Sprawl Series / Post 3 of 4 / Platform

Declared Agents Are Not Deployed Agents

A recurring platform mistake is treating declarations as operational truth. Repos mention agents early because experimentation is cheap. Runtime-ready, bounded, supportable agents arrive much later. The sprawl data makes that gap explicit, and that is useful because platform contracts are built on what can run, not on what a repo references.

Declaration is cheap. Deployment is the governed part.

Grounding

Run ID: sprawl-v2-full-20260312b
Declared-agent prevalence: 98.2%
Deployed-agent prevalence: 4.04%
Binding-complete agents: 0
Core artifact: runs/tool-sprawl/sprawl-v2-full-20260312b/agg/campaign-summary-v2.json

The declaration trap

Platform leaders are now surrounded by repos that mention agent frameworks, orchestration libraries, MCP patterns, or agent-specific configuration. Those signals matter. They show where teams are experimenting and where future delivery surface may emerge. But they are not the same thing as deployed, bound, and governable runtime actors.

The report makes that distinction measurable. Almost every completed target declared agents. Only a small minority showed deployable-agent signals. None of the detected agents were binding-complete. The public repo surface is therefore rich in declarations and thin on operational completeness.
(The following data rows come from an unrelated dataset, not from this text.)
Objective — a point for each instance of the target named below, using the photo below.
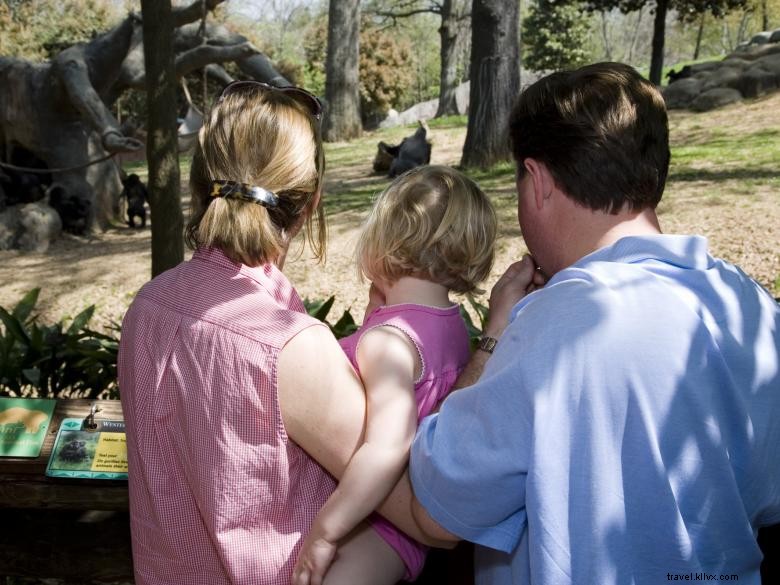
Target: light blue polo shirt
(626, 429)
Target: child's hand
(314, 560)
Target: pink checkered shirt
(218, 492)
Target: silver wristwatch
(487, 344)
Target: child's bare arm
(388, 362)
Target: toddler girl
(430, 232)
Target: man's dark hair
(602, 132)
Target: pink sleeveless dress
(219, 494)
(443, 344)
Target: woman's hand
(520, 279)
(315, 558)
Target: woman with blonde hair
(239, 406)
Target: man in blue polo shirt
(626, 429)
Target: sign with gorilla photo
(81, 453)
(23, 425)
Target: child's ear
(315, 200)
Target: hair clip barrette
(244, 192)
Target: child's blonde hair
(264, 138)
(432, 223)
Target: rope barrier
(59, 170)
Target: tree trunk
(605, 36)
(764, 16)
(495, 81)
(698, 37)
(449, 32)
(342, 90)
(162, 151)
(659, 33)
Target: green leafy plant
(474, 329)
(319, 310)
(56, 360)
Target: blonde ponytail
(262, 138)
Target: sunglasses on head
(310, 101)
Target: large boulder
(751, 71)
(30, 227)
(715, 98)
(756, 82)
(723, 76)
(682, 92)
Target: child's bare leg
(365, 559)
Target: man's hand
(520, 279)
(115, 141)
(315, 558)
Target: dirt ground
(106, 269)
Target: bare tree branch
(390, 14)
(217, 72)
(201, 56)
(186, 14)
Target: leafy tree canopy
(38, 29)
(555, 36)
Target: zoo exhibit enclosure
(63, 527)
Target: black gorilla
(414, 151)
(137, 195)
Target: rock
(462, 98)
(10, 228)
(756, 81)
(715, 98)
(40, 225)
(770, 63)
(737, 62)
(682, 92)
(761, 38)
(722, 77)
(707, 66)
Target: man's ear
(541, 179)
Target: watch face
(488, 344)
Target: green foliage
(55, 360)
(39, 29)
(319, 310)
(385, 67)
(474, 329)
(555, 36)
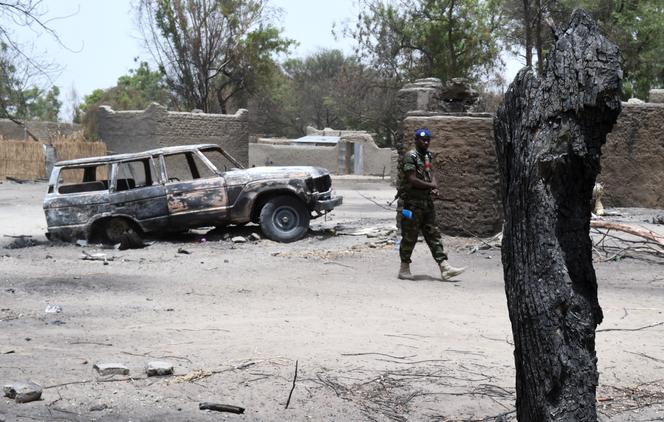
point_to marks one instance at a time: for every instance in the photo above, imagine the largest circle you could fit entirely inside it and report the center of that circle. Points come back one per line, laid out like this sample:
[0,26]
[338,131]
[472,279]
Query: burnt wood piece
[549,132]
[218,407]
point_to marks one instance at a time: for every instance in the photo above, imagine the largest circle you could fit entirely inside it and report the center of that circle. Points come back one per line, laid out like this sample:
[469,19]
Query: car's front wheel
[284,219]
[119,230]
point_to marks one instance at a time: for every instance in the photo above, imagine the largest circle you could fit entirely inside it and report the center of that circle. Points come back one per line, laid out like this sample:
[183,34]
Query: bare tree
[19,65]
[549,133]
[209,50]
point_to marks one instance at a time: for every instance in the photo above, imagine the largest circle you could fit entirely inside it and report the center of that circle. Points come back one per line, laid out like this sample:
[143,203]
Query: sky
[100,39]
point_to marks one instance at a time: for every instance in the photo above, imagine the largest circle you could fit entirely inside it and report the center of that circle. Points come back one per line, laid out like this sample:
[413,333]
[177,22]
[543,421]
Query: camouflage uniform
[420,203]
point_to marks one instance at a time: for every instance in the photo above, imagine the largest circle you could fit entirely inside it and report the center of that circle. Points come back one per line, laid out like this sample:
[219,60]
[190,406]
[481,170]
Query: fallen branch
[631,329]
[293,387]
[379,354]
[217,407]
[636,231]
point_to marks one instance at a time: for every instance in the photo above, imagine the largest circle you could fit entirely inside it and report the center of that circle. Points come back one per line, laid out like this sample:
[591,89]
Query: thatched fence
[27,160]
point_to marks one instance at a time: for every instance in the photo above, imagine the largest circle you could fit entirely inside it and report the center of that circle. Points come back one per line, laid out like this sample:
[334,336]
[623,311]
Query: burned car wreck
[176,188]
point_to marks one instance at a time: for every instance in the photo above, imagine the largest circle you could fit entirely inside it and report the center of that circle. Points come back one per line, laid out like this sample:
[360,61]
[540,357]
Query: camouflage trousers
[423,220]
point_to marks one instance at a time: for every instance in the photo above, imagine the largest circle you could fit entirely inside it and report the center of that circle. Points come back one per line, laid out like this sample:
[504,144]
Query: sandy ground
[237,319]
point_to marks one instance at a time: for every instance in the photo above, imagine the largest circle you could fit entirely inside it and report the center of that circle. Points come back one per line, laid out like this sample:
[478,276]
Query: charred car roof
[128,156]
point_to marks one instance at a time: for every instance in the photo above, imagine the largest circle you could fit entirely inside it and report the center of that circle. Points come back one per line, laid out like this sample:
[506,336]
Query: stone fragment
[53,309]
[23,392]
[158,368]
[111,369]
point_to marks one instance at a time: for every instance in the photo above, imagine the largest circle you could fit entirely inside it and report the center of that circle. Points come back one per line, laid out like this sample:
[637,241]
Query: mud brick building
[467,170]
[156,127]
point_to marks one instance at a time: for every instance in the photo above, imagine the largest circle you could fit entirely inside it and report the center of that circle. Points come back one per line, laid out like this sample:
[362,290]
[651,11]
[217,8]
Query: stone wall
[633,158]
[466,168]
[44,131]
[155,127]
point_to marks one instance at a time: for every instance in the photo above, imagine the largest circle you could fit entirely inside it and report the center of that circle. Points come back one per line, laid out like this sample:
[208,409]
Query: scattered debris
[217,407]
[633,230]
[131,240]
[22,241]
[111,369]
[53,309]
[86,256]
[23,392]
[16,180]
[158,368]
[293,387]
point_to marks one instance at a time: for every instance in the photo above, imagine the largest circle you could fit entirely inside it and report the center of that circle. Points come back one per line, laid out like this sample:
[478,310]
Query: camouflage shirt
[421,165]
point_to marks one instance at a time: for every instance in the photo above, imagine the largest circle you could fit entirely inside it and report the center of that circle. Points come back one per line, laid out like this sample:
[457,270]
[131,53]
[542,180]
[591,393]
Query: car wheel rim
[285,219]
[116,229]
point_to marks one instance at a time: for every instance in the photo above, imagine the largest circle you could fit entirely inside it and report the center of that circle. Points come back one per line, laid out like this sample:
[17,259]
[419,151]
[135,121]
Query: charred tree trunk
[549,132]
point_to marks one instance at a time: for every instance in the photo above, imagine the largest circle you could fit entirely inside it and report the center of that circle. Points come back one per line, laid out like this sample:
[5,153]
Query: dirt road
[236,319]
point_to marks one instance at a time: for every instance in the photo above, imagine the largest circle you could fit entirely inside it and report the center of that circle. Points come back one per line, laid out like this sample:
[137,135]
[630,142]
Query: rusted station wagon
[178,188]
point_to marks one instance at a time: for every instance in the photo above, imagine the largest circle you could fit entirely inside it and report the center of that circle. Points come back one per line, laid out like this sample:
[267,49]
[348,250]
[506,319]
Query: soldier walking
[417,187]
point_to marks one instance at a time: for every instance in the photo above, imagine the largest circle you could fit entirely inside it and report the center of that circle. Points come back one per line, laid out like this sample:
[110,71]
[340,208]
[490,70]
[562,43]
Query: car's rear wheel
[284,219]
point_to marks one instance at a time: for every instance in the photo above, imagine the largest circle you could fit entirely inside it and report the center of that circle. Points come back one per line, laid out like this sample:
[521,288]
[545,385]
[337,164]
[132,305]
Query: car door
[136,192]
[196,194]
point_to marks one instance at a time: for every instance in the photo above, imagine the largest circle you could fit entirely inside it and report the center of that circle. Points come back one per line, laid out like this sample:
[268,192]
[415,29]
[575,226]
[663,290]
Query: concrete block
[111,369]
[158,368]
[23,392]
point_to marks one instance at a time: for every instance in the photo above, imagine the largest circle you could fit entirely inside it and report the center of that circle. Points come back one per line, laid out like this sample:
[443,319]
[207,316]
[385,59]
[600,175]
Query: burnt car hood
[255,174]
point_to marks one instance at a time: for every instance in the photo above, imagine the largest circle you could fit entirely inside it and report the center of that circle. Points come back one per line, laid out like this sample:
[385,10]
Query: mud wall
[633,158]
[27,160]
[466,168]
[44,131]
[268,154]
[155,127]
[284,152]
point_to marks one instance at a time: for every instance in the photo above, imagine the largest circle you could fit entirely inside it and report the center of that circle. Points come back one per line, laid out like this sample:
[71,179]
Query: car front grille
[323,183]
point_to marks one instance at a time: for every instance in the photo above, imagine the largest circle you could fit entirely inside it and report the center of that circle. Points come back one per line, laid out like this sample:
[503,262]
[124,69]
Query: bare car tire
[119,230]
[284,219]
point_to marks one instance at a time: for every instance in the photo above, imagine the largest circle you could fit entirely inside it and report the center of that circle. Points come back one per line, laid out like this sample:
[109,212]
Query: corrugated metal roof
[317,139]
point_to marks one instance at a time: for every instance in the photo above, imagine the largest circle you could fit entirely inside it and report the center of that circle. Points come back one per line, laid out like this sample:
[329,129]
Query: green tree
[211,51]
[40,105]
[424,38]
[636,26]
[134,91]
[327,89]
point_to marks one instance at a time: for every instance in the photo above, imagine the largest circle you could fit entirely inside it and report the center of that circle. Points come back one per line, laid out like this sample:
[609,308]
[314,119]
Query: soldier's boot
[447,271]
[404,272]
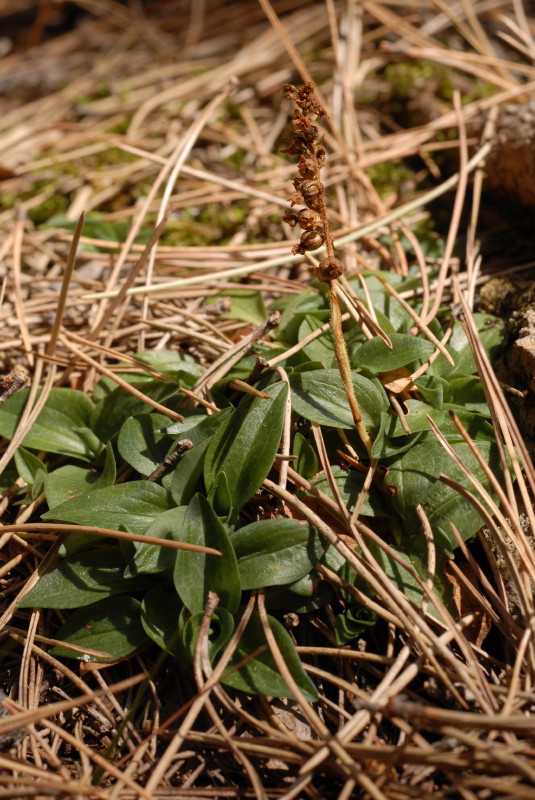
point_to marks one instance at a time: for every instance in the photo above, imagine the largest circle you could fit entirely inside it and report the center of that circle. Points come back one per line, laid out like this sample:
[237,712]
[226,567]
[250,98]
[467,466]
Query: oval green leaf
[376,356]
[132,505]
[112,626]
[82,579]
[196,574]
[275,551]
[143,442]
[319,396]
[245,445]
[260,675]
[55,429]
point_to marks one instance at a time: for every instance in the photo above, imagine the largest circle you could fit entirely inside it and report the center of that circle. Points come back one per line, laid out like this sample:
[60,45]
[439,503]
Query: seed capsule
[306,168]
[310,189]
[312,192]
[308,219]
[321,155]
[329,269]
[311,135]
[311,240]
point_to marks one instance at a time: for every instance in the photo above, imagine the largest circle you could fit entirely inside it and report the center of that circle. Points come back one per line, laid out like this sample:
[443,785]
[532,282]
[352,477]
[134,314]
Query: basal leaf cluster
[93,459]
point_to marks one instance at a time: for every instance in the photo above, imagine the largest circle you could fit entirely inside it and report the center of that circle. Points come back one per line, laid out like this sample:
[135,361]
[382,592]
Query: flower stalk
[313,220]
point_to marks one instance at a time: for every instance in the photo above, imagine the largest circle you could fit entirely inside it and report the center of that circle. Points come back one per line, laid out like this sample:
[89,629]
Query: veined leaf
[275,551]
[82,579]
[196,574]
[133,505]
[112,626]
[319,396]
[245,445]
[378,357]
[59,427]
[260,675]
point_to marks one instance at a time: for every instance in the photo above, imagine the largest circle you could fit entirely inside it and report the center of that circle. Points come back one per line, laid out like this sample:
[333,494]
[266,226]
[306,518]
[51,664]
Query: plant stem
[344,367]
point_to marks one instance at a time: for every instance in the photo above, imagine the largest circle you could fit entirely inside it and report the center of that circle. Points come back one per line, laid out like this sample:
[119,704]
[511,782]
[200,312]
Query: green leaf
[350,483]
[403,579]
[320,349]
[31,469]
[245,445]
[275,551]
[199,427]
[152,558]
[411,477]
[179,366]
[66,482]
[28,465]
[376,356]
[467,391]
[143,442]
[196,574]
[246,305]
[306,463]
[112,626]
[444,505]
[260,675]
[187,474]
[82,579]
[133,505]
[352,623]
[221,629]
[417,420]
[56,430]
[160,612]
[319,396]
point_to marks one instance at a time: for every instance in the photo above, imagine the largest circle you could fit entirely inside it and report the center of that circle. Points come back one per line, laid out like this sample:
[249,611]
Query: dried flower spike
[310,191]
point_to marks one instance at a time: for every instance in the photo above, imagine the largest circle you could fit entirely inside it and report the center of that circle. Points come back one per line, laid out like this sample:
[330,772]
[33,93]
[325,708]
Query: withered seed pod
[290,220]
[312,194]
[306,167]
[329,269]
[311,240]
[311,135]
[308,219]
[321,155]
[310,189]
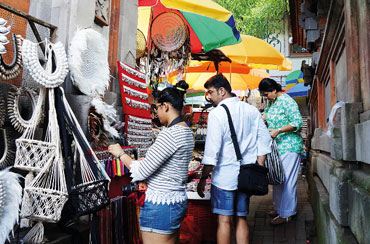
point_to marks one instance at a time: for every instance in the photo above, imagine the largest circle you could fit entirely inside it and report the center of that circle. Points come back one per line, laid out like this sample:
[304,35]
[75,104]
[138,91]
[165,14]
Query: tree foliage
[259,18]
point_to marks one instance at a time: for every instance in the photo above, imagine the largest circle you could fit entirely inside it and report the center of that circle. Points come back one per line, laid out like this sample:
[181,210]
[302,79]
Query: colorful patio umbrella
[298,90]
[209,67]
[257,54]
[210,25]
[238,81]
[293,78]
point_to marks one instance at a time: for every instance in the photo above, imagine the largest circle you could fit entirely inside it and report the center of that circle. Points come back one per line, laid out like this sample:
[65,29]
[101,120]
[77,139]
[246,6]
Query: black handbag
[252,178]
[275,175]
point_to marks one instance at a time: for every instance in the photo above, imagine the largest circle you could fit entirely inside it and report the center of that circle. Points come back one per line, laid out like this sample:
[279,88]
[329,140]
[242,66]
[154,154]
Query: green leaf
[259,18]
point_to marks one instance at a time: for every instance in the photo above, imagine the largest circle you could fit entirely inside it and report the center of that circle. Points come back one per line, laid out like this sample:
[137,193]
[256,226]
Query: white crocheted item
[45,76]
[164,197]
[10,200]
[108,112]
[88,62]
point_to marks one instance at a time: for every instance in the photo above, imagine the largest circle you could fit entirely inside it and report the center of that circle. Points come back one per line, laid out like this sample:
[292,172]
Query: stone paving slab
[299,230]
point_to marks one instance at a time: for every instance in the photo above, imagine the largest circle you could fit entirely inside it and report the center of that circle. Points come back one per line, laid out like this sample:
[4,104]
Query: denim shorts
[229,203]
[162,218]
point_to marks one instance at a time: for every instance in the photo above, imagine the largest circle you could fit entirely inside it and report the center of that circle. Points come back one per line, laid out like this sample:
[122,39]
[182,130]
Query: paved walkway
[300,230]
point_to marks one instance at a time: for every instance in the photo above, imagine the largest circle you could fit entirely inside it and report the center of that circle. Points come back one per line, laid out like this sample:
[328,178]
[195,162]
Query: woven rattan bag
[87,181]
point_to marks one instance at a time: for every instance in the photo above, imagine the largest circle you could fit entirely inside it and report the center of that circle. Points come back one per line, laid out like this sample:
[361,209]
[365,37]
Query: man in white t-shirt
[219,156]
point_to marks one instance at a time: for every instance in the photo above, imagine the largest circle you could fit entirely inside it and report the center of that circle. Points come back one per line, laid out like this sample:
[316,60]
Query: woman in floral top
[284,122]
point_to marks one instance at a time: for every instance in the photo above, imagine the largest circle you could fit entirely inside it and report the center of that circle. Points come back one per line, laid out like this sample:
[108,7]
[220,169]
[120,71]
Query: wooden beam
[37,35]
[26,16]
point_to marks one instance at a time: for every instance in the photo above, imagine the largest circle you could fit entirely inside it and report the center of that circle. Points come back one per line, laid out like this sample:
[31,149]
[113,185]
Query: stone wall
[340,162]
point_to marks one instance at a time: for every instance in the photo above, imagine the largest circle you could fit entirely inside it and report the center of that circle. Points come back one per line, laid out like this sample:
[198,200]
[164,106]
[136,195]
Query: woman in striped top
[164,169]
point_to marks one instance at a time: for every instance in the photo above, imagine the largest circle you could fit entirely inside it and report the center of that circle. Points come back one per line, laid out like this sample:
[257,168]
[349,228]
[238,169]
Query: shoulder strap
[233,134]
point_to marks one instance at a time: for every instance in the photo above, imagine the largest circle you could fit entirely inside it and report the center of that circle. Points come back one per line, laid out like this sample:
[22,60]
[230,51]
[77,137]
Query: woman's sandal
[281,220]
[272,213]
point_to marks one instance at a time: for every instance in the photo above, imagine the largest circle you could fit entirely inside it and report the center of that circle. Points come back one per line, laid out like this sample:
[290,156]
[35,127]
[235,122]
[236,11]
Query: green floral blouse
[281,113]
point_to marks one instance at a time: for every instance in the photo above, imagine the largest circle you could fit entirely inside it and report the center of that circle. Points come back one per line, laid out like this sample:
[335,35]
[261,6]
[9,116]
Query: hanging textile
[133,91]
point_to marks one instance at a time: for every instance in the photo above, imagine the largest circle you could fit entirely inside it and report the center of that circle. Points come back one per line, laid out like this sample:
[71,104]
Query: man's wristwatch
[120,155]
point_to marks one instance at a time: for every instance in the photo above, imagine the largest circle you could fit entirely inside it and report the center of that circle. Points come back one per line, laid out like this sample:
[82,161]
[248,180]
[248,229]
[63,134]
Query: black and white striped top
[165,167]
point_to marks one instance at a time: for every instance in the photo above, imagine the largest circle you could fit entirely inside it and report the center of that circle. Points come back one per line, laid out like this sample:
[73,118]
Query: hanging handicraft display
[139,133]
[12,70]
[171,50]
[46,77]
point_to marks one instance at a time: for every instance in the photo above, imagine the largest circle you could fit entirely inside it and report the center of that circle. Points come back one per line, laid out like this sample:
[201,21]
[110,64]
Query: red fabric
[204,220]
[126,108]
[148,3]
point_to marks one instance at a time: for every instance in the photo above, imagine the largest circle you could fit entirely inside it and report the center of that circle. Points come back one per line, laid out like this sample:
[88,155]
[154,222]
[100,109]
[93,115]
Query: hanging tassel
[35,235]
[95,235]
[26,203]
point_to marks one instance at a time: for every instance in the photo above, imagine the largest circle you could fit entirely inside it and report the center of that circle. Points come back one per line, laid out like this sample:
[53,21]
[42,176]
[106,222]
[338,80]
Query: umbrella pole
[230,74]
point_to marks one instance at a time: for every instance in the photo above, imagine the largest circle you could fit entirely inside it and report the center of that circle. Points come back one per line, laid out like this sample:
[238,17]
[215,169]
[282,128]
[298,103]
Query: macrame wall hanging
[47,193]
[32,154]
[88,189]
[171,50]
[12,70]
[88,63]
[10,200]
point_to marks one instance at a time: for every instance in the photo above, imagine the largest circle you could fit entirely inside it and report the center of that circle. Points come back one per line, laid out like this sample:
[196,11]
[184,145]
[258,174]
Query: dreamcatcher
[12,70]
[18,122]
[3,32]
[48,77]
[171,50]
[88,63]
The mistake many organizations make is collapsing all of those states into one idea called "agent adoption." That turns a useful platform question into an ambiguous governance label. The better move is to preserve the lifecycle stages.

A better platform lifecycle for agents

A practical model is to separate at least five states: declared, bound, runnable, privileged, and production-supported. The report shows plenty of the first state and little evidence for the later ones. That is not a moral failure. It is a lifecycle signal.

Declared means the repo references an agent framework or configuration. Bound means the repo exposes the tool, identity, and data contracts that make the agent legible. Runnable means the path appears complete enough to operate. Privileged means it can write, execute, or access higher-risk surfaces. Production-supported means the organization is willing to stand behind it operationally.

Why this matters for platform contracts

Platform work depends on precise contracts. A platform team needs to know what the agent can call, what identity it will use, what data scope it can see, and where approval and evidence handoffs live. A declaration-only agent tells you that adoption pressure exists. It does not tell you that the runtime boundary is ready.

That is why the report is useful for platform leadership. It gives a way to separate exploration from operational readiness. Without that separation, organizations end up governing "agents" as a vague category instead of governing concrete execution paths.

The platform contract is where AppSec and developer experience meet. If platform can standardize identity, invocation surfaces, approval handoffs, and event logging, security stops inheriting a new one-off control problem every time a repo declares an agent.

What mature platform teams should do with this signal

The right response is not to ban declarations. It is to make the step from declaration to deployment explicit and reviewable.

Platform discipline is what keeps agent enthusiasm from becoming a diffuse and unreviewable delivery surface.

Management implication: this is primarily an operating-model decision, not a framework-selection decision.

The platform lesson

The report is not warning that every repo with agents is already dangerous. It is showing how quickly declaration can outrun the underlying contracts that make deployment governable. That is exactly where platform teams should intervene.

If a platform organization can define the path from declaration to deployment clearly, AppSec and leadership get a much better dataset to govern. If it cannot, every later control layer inherits ambiguity.

Platform maturity is not measured by how many agent frameworks teams can import. It is measured by how legibly the organization promotes an experiment into a governed execution path.